Rearranging the bookshelves this week had me looking again at this old Ace paperback of Robert Chambers’ weird classic, one of that select handful of books which can bear a blurb from HP Lovecraft. Any Lovecraft aficionados yet to read the first four stories in Chambers’ collection (the others pieces are of lesser interest) are missing out. These are as good as anything that Weird Tales published and together they achieve that unique blend of science fiction, fantasy and horror which Lovecraft and others also managed in the days when writers, and readers for that matter, were far less concerned with the definition and boundaries of genre.
My Ace edition was the first paperback printing from 1965 and the cover painting is by Jack Gaughan, credited inside as being based on Chambers’ own first edition design. I’d often wondered what the original cover looked like and now, of course, it’s easy to find. Whether Chambers himself drew this is unclear but whoever the artist was, the design is rather more finessed than Gaughan’s sketchy painting.

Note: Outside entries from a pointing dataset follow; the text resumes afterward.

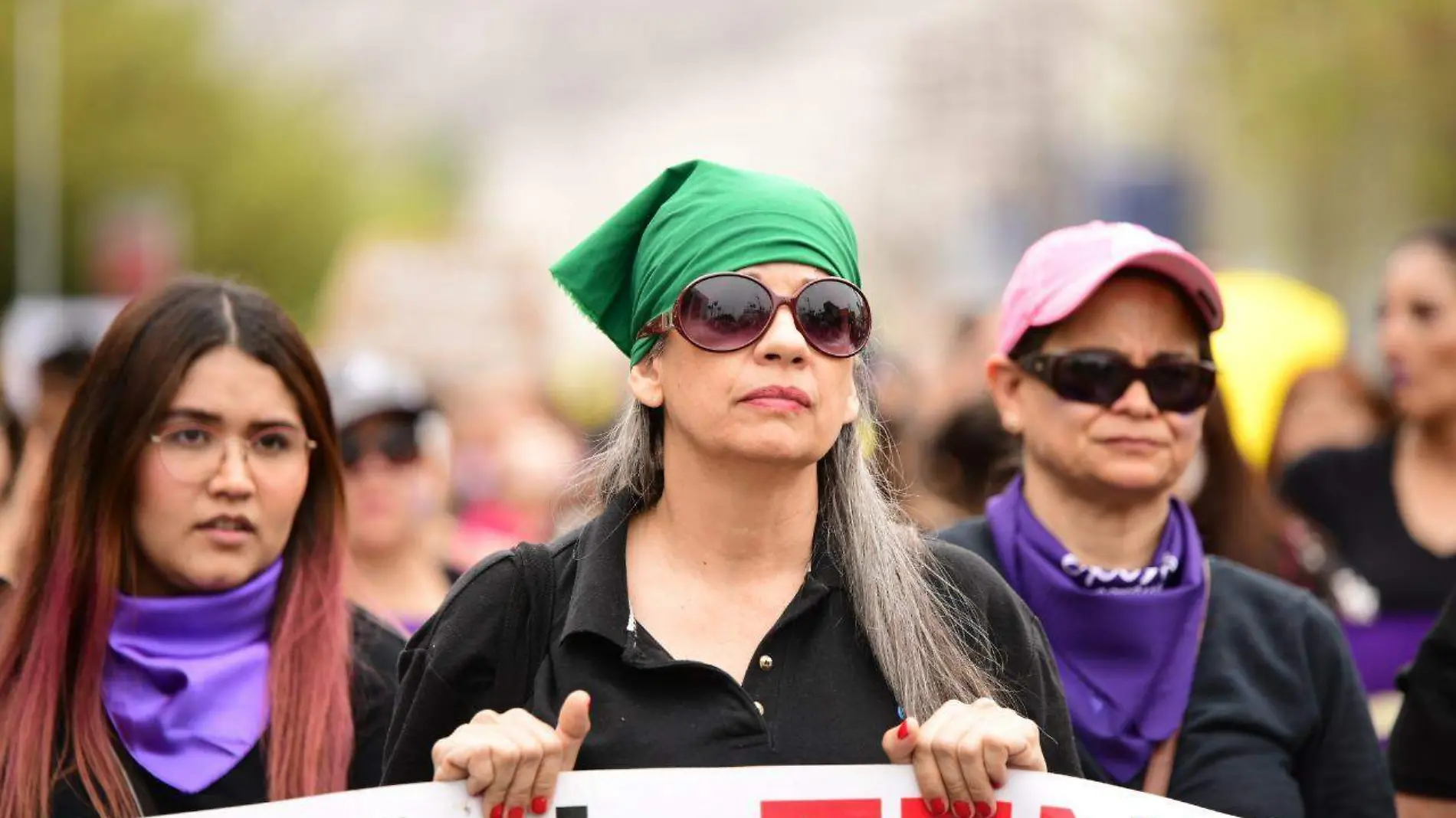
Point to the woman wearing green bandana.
(749, 594)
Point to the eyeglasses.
(395, 441)
(194, 453)
(1101, 378)
(724, 312)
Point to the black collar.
(598, 597)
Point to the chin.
(773, 449)
(220, 574)
(1140, 478)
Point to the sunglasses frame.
(378, 446)
(1041, 365)
(670, 321)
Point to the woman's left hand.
(961, 754)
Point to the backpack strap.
(529, 619)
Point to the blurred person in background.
(972, 457)
(45, 347)
(516, 467)
(1426, 730)
(746, 562)
(182, 609)
(395, 447)
(1187, 676)
(1386, 507)
(1326, 408)
(1237, 514)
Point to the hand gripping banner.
(737, 792)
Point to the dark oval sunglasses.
(395, 441)
(1101, 378)
(724, 312)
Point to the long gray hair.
(917, 620)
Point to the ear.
(1006, 388)
(852, 407)
(645, 381)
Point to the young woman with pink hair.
(179, 640)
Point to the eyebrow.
(215, 420)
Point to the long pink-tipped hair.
(53, 632)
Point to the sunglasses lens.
(399, 446)
(835, 318)
(724, 313)
(1091, 378)
(1179, 388)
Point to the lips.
(229, 523)
(779, 394)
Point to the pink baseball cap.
(1066, 267)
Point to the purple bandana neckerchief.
(1126, 641)
(187, 679)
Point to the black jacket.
(373, 686)
(813, 695)
(1277, 722)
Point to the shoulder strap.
(527, 627)
(1161, 766)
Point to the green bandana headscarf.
(698, 219)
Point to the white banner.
(737, 792)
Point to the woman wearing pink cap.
(1185, 676)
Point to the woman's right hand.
(513, 757)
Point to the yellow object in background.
(1276, 328)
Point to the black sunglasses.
(1101, 378)
(724, 312)
(395, 441)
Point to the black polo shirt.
(1425, 735)
(813, 695)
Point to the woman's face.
(1418, 329)
(207, 525)
(1130, 446)
(1324, 412)
(383, 483)
(713, 402)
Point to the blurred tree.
(267, 184)
(1339, 100)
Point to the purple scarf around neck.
(187, 679)
(1126, 641)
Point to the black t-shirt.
(815, 695)
(1423, 743)
(373, 686)
(1350, 494)
(1276, 721)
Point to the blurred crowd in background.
(399, 174)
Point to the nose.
(233, 476)
(782, 341)
(1136, 401)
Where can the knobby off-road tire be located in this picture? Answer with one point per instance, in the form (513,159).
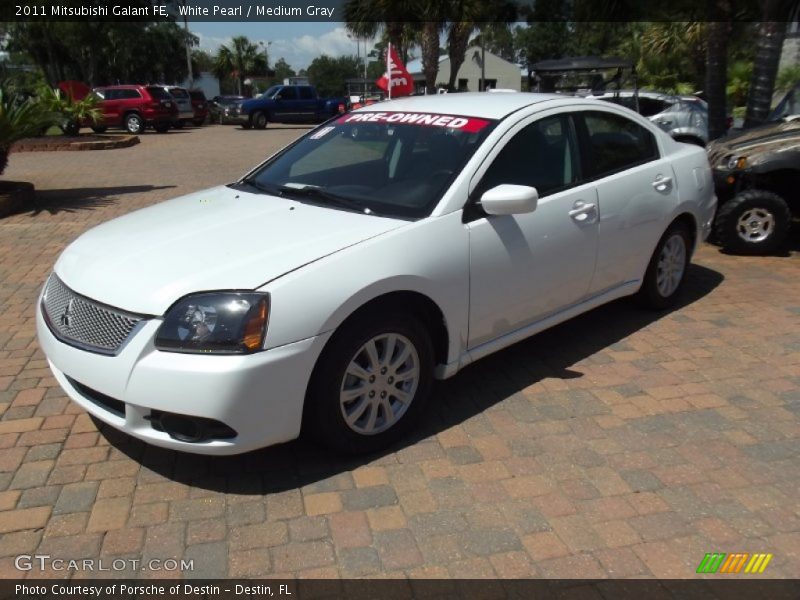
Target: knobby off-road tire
(753,222)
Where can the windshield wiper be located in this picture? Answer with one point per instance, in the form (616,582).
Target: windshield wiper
(311,191)
(261,187)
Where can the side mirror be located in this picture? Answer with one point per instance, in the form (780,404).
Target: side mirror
(508,199)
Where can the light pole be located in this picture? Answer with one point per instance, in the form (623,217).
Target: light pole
(266,60)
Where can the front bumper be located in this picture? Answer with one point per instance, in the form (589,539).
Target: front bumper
(260,396)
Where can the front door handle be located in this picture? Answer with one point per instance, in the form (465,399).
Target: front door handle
(582,211)
(662,183)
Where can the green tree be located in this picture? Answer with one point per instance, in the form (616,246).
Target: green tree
(771,31)
(329,74)
(283,71)
(238,60)
(201,61)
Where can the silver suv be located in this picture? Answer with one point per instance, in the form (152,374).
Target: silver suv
(685,118)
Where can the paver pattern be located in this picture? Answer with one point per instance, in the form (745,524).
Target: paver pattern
(625,443)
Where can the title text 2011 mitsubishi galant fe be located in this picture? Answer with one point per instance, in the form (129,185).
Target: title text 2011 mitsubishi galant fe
(395,244)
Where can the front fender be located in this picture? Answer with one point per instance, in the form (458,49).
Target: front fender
(429,257)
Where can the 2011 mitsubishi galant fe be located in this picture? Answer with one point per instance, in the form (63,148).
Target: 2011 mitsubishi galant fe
(392,245)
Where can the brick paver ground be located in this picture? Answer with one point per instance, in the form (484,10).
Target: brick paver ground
(625,443)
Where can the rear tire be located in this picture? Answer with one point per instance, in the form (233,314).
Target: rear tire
(753,222)
(387,355)
(666,273)
(134,124)
(260,120)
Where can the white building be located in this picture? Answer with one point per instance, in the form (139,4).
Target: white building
(499,73)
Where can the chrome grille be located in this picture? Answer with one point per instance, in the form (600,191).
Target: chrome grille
(83,322)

Searching around reveals two further variations, one of which—the green cover—is described on a bookselling site as the actual first edition of the book from 1895. Yours for a mere $1,750. The other cover is probably a later reprint which gives a clearer view of the mysterious King. What’s notable here is the curious sigil on both the Neely editions. I was hoping this might be the dreaded Yellow Sign which is the subject of Chambers’ fourth (and Lovecraft’s favourite) story; it’s certainly more suitable than the squiggle which seems so unaccountably popular among certain quarters of Lovecraft fandom. It isn’t the Yellow Sign, however, it turns out to be the monogram for publisher F. Tennyson Neely. Perhaps this is just as well. “The solution to the mystery is always inferior to the mystery itself,” as Borges said, and some things, like the malevolent play which gives its name to this collection, are best kept out of reach.